В опровержении говорится, что Стейнер была уволена 15 марта, после частичного признания. «Уик» в настоящее время проводит расследование относительно достоверности прежних статей Стейнер и уже установила, что как минимум шесть из них были полностью или частично сфабрикованы. Главный редактор «Уик», Стив Дженсен, так комментирует увольнение: «Мы любим печатать пикантные вещи, но лишь при условии, что это правда».
Подняв глаза на Крысу, я вручила ей бумаги.
– Так это ты? – спросила она.
Я кивнула.
– Не знала, что ты ведешь колонку в газете.
– Я считала неуместным говорить вам об этом, – промямлила я.
– Надо было рассказать. Очевидно, я уделяла тебе мало внимания. – Начальница слабо улыбнулась, потом стерла улыбку с лица и, указав на газету, добавила: – Новости неважные. Мне только что позвонил мой шеф. Он сказал, чтобы я тебя немедленно уволила. Если оставить тебя даже на самой незначительной должности, пострадает лицо компании. Мы, в конце концов, издательский дом, и твое присутствие в наших рядах может быть неправильно истолковано. Собирай вещи. Я позвоню в агентство, откуда тебя прислали, и сообщу им о случившемся. Надеюсь, ты поймешь меня правильно.
Она ушла в свой кабинет и закрыла за собой дверь. Я опустила голову к промокашке, вдыхая чернила, в надежде, что меня убьют химикалии. Потом открыла верхний ящик стола и, стащив несколько ручек и блокнотов, сунула их себе в сумку. Когда-нибудь эти ручки могут мне пригодиться.
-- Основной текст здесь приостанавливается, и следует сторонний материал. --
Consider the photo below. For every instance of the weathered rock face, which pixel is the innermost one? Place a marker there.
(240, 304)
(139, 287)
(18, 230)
Вдруг в ближайшее время иссякнут все запасы? У меня достаточно сбережений, чтобы обеспечить себя максимум в течение месяца, а потом придется искать новую работу. Что, если агентство не захочет иметь со мной дело? Все может быть. Я надела пальто и, бросив взгляд на закрытую дверь крысиной норы, поехала домой.
Когда я пришла домой, мой автоответчик мигал как полоумный. Моих комментариев просили «Таймс», «Ньюс» и «Пост». «Эго», иллюстрированный глянцевый журнал, пишущий о знаменитостях, готовил про меня статью и хотел услышать мою версию событий. Отец желал узнать, видела ли я отрывок из «Грязной сплетницы». Репортер из «Войс» писал статью, озаглавленную «
Я всегда мечтала прийти домой и увидеть бешено мигающий автоответчик, но это были не те сообщения, которые я надеялась получить. Не о такой славе я грезила. Это была ее самая дешевая и самая коварная разновидность. Мне не хотелось тащиться на дрянную телепередачу, чтобы стать посмешищем для аудитории, состоящей из выродков. Я хотела, чтобы меня запомнили как писательницу, а не как лгунью.
Я стерла сообщения, пошла в ванную и брызнула на лицо холодной водой. Когда я подняла голову и мельком взглянула на свое отражение в зеркале, оно мне не понравилось. Волосы на моей верхней губе так отросли, что я смахивала на Лонни Барбах. Концы длинных косм загибались кверху и секлись. Наверное, самое время отправиться в салон. Похоже, что мне и заняться больше нечем.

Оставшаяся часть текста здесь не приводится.